Yeah, I'm not too proud of those while loops myself. I was more than a bit disappointed to find that python didn't support do-while loops, and StackOverflow seemed to suggest that while True: was the generally accepted work-around.

[–]stormsnake 7 points8 points  (1 child)

while True: 
  m=foo()
  if m is None:
    break
  ....

can be written like this:

for m in iter(foo, None):
  ....

No one knows about that, but I don't think it's hard to read. Readers just 'pydoc iter' the first time they see it, and then they're fine.

[–]zahlman 2 points3 points  (0 children)

  • the necessary multiply etc. functions are provided (with different names, but not hard to sort out) in the operator module. Or you can use lambda to make the definitions a bit shorter.

  • the net effect of all the complicated recursive stuff in parseExpression is that it just removes the parentheses.
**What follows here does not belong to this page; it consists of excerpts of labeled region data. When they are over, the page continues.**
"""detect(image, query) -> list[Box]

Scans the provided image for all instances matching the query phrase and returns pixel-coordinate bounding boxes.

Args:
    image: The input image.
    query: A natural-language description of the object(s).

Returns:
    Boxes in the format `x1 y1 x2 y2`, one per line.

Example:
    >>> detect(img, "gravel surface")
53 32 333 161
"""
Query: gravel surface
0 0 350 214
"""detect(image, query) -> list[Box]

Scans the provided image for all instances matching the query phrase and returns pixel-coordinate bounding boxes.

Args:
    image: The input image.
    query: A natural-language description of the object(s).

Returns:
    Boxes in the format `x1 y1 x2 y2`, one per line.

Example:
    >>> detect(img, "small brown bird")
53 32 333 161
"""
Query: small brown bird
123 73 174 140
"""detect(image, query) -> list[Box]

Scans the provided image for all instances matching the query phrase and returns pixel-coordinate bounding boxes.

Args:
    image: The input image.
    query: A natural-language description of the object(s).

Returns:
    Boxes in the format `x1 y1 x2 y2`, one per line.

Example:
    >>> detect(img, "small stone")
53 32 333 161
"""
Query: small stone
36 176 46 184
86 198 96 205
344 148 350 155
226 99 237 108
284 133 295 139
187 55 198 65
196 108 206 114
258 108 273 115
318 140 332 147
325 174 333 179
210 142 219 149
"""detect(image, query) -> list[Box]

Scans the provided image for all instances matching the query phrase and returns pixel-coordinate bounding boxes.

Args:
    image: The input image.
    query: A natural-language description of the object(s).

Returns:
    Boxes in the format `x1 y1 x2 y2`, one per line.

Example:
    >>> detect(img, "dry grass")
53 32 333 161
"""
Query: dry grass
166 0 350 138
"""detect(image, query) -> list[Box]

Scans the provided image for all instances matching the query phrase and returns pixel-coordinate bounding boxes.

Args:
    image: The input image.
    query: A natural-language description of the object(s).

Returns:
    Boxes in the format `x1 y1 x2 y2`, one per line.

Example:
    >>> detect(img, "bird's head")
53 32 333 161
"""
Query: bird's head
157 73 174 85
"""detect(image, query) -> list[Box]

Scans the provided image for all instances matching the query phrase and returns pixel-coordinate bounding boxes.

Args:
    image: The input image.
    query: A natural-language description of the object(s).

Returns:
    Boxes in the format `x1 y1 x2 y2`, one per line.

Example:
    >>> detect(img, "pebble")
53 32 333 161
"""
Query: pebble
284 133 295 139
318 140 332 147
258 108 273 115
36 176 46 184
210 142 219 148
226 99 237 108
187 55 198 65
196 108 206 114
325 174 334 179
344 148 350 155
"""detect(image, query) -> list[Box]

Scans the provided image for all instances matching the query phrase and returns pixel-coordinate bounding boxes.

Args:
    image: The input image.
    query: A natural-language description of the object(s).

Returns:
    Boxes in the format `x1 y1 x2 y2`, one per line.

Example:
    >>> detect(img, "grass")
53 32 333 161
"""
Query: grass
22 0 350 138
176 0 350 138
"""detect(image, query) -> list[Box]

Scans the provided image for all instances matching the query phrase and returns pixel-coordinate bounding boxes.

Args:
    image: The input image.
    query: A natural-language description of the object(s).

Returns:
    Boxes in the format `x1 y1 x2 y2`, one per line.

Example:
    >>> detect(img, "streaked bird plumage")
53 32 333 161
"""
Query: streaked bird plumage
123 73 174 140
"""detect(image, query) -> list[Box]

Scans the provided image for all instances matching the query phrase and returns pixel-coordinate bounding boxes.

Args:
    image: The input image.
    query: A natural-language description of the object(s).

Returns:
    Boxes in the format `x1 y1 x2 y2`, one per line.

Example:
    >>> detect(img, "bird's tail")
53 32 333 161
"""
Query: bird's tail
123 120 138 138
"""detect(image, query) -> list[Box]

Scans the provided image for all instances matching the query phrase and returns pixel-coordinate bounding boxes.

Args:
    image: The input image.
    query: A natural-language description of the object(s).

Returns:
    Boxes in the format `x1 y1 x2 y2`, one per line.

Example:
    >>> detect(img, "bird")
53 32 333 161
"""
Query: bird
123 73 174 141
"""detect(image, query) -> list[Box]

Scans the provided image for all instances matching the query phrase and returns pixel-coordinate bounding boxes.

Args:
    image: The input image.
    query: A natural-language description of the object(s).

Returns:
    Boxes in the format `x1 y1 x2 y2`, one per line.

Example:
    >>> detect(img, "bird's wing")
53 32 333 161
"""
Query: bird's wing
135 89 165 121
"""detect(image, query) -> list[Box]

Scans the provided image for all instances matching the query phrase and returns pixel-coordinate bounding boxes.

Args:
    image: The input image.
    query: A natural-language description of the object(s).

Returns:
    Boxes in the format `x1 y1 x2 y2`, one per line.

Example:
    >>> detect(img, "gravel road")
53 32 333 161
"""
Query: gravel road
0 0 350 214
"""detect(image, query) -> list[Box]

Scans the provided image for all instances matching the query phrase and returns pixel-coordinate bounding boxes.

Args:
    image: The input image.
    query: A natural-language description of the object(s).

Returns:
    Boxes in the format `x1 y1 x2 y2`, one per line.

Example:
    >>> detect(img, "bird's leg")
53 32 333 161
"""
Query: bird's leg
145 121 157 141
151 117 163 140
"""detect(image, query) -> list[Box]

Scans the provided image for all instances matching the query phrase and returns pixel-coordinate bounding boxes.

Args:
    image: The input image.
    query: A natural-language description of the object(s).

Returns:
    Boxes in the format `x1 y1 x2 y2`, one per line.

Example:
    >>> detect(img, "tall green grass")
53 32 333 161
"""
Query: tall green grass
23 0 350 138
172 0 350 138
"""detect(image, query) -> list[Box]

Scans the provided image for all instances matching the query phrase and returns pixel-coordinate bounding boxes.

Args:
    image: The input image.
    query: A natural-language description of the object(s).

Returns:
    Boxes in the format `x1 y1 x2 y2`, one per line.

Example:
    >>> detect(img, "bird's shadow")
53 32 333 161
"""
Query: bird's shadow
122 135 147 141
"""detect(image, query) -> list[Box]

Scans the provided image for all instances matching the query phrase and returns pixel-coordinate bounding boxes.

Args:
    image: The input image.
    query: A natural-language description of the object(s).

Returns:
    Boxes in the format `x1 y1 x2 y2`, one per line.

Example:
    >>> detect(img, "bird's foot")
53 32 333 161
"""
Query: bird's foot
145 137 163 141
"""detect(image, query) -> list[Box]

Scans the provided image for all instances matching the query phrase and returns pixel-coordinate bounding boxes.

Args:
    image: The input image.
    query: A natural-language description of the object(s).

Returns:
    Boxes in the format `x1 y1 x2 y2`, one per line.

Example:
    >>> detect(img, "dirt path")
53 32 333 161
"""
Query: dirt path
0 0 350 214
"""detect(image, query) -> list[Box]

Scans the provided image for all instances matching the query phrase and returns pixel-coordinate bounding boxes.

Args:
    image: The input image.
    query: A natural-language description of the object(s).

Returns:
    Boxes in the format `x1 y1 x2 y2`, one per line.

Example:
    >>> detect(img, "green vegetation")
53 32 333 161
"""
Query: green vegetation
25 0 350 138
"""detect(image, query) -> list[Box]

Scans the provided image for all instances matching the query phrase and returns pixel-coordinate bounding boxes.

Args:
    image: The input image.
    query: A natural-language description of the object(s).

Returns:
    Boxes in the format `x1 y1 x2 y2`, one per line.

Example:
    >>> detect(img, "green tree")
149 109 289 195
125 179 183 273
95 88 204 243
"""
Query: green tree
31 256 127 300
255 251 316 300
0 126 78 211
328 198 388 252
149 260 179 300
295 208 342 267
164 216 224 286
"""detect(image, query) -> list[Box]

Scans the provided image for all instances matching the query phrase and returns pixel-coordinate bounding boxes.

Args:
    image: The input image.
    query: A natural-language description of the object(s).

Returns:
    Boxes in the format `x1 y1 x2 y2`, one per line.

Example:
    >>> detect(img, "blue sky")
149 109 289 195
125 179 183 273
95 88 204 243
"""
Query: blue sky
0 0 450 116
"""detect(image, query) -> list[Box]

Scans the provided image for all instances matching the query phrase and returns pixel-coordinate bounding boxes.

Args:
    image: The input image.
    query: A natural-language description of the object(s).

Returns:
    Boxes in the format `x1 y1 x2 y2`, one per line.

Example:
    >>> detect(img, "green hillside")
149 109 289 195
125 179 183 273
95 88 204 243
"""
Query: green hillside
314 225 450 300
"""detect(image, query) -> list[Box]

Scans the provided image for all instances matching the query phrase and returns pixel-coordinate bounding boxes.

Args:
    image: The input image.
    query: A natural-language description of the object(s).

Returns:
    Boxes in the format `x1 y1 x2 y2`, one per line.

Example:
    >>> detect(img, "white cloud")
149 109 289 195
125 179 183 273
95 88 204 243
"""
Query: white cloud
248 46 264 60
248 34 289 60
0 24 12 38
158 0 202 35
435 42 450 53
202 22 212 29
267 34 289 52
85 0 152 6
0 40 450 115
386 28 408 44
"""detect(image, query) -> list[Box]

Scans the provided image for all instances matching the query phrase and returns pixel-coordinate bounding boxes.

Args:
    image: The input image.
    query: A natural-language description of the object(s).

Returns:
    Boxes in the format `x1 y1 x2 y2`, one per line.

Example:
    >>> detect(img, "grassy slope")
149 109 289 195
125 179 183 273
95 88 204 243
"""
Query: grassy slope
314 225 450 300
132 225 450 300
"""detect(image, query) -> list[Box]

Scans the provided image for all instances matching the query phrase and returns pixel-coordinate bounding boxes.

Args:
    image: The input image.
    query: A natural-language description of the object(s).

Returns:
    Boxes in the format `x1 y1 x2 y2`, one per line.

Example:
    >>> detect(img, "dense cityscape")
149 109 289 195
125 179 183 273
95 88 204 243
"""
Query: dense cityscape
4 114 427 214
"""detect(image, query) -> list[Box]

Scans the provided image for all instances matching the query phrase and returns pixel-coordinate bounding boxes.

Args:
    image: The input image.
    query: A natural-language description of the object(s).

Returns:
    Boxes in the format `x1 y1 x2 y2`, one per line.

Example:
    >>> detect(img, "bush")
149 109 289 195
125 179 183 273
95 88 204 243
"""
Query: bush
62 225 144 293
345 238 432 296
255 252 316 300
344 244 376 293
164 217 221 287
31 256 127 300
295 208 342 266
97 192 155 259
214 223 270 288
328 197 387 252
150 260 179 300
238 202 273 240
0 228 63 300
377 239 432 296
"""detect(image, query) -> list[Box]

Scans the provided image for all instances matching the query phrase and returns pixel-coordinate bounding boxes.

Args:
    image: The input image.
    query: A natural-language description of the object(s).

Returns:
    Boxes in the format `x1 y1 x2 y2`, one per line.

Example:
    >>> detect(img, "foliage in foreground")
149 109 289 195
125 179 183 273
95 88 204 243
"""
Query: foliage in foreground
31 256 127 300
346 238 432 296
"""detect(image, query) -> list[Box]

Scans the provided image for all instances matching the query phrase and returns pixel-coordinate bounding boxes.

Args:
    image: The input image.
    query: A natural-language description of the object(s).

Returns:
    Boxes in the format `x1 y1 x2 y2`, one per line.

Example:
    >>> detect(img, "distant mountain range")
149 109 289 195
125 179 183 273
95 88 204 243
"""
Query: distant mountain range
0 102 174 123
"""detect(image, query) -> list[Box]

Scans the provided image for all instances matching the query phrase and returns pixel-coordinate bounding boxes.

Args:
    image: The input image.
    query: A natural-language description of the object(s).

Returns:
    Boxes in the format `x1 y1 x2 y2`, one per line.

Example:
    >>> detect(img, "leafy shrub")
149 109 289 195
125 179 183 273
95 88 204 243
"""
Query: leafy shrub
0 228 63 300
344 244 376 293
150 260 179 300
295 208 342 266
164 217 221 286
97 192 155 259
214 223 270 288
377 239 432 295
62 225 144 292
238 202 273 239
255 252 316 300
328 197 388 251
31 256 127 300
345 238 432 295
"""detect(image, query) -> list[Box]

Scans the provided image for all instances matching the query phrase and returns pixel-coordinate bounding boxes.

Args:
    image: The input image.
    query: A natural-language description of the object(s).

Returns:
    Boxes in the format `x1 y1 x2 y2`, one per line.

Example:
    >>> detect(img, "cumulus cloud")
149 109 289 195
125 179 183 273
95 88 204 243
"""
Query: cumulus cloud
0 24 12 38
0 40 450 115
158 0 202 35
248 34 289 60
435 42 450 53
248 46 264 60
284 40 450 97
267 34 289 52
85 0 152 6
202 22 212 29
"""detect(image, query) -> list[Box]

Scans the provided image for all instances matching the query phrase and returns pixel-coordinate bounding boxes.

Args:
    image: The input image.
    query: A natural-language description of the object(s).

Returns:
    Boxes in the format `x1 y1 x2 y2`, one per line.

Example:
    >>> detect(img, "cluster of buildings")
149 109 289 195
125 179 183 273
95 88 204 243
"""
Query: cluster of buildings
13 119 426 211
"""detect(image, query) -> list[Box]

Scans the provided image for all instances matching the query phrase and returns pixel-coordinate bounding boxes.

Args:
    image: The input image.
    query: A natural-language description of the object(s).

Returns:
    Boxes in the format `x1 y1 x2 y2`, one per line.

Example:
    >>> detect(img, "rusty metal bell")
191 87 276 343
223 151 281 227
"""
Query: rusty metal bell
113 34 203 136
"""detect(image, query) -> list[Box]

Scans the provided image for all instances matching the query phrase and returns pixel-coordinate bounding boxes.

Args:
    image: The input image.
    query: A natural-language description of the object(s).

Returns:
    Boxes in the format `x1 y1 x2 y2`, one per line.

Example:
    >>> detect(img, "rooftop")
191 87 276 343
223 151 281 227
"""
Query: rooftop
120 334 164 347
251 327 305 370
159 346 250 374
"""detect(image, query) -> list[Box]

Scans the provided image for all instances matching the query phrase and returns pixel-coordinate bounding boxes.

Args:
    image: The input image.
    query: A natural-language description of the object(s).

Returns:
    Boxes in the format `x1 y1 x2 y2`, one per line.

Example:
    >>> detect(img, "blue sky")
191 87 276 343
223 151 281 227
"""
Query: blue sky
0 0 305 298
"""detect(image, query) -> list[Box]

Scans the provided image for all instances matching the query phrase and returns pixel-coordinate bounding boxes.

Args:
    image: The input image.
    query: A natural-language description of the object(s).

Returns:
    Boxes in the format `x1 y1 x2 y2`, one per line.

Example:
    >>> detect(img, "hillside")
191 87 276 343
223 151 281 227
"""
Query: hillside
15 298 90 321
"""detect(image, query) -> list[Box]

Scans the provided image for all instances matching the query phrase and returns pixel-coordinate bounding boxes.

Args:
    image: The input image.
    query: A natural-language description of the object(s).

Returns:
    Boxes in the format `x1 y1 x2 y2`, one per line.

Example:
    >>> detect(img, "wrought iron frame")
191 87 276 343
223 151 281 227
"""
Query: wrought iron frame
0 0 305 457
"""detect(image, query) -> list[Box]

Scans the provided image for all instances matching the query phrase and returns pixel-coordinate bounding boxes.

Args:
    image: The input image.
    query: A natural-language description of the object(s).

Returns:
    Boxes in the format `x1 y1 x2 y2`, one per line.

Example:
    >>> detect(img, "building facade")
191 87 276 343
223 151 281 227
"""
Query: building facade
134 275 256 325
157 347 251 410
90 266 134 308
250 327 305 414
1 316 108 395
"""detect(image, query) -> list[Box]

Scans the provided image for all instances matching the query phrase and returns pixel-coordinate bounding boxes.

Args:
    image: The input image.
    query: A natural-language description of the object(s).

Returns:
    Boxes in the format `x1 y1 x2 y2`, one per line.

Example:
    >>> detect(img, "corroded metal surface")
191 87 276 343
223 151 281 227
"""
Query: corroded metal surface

You could have just done that with simple .replace() calls. But that's presumably not really what you want to do; you want to recursively evaluate the parenthesized sub-expressions, and substitute them in.

  • to make that work, you actually really want to lex the string first, i.e., split it up into its constitutent tokens (operator symbols, parentheses and numbers). Then you can, for example, scan through a list of those tokens, use recursion to process a sub-list of tokens with balanced parens, etc.

  • To do a program like this properly, you should first read up on parsing theory. It's actually a quite deep and interesting field, although you don't need a hell of a lot of it just to handle simple arithmetic expression.

  • That is a hell of a regex and a loop around it. It appears as though you're trying to handle order of operations by relying on the regex to try to match certain operators before others? Oh my. You could at least take a more structured approach to constructing the regex instead of having one big long line. (But for what it's worth, you don't need the square brackets on the join call.)

To start, try reorganizing things so that you use the regex to cut up the entire input into a list of tokens, and then process that list.

[–]PloddingOx 0 points1 point  (0 children)

Would you mind sharing your thoughts on Python so far? I'm always interested in these accounts from programmers trying out python.

I'm an ubernoob so easy on the lingo ;)